## **Off-Policy Evaluation (OPE) Methods in Reinforcement Learning**

References:
- [A Review of Off-Policy Evaluation in Reinforcement Learning - Masatoshi Uehara](https://arxiv.org/pdf/2212.06355)
- [discrete-off-policy-evaluation github implementation](https://github.com/theophilegervet/discrete-off-policy-evaluation)
- [Ch-9: Importance Sampling - Art Owen](https://artowen.su.domains/mc/Ch-var-is.pdf).
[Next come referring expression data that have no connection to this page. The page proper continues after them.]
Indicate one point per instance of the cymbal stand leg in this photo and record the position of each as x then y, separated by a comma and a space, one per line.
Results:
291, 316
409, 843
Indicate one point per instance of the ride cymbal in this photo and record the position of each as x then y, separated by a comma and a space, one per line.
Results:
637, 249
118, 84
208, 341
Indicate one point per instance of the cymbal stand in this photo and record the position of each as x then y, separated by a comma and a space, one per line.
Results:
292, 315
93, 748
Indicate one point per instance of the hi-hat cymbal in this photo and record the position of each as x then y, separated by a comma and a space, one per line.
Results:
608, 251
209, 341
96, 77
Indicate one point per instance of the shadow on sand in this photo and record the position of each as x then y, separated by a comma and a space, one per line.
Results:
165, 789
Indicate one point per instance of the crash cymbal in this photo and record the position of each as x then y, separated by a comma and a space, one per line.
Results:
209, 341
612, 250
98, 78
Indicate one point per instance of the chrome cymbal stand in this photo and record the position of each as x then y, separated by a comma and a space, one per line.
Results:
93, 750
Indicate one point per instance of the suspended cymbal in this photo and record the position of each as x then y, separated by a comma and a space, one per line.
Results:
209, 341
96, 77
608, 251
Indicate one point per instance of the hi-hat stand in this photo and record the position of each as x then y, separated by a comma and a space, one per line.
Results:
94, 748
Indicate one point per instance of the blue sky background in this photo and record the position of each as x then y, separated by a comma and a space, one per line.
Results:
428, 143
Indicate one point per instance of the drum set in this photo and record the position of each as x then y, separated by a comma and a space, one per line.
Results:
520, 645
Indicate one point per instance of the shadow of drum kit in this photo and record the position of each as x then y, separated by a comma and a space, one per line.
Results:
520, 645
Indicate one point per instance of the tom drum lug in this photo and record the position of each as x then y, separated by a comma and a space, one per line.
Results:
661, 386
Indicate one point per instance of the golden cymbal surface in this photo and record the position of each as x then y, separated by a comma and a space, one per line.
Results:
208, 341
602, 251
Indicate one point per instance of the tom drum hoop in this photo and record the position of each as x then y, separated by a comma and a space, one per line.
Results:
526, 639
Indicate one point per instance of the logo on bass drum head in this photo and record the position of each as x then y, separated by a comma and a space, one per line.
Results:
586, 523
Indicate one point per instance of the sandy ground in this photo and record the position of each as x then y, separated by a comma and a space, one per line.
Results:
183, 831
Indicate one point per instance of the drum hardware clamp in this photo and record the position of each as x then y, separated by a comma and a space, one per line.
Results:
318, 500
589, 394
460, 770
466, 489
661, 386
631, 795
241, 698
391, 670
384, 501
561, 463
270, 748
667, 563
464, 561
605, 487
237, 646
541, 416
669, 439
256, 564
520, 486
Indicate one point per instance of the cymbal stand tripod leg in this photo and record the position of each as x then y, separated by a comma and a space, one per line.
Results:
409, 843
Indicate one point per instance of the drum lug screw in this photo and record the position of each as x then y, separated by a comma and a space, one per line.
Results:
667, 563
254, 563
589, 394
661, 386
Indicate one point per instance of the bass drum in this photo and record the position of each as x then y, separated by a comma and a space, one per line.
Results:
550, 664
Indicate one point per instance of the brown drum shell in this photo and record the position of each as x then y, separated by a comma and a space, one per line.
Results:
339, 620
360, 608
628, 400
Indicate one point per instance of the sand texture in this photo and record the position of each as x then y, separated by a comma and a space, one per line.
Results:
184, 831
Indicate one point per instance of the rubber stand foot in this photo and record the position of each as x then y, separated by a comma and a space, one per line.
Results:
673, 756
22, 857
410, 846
The entire book is [Monte Carlo theory, methods and examples - Art Owen](https://artowen.su.domains/mc/)

In this notebook, we will implement 7 OPE methods:
- **IS**: Importance Sampling
- **WIS**: Weighted Importance Sampling
- **PDIS**: Per-Decision Importance Sampling
- **WPDIS**: Weighted Per-Decision Importance Sampling
- **FQE**: Fitted Q-Evaluation
- **DR**: Doubly Robust
- **WDR**: Weighted Doubly Robust

### **Core Problem and Notation**

**Goal:** We want to estimate the value (expected return) of a new evaluation policy ($\pi_e$) using data collected by an old behavior policy ($\pi_b$).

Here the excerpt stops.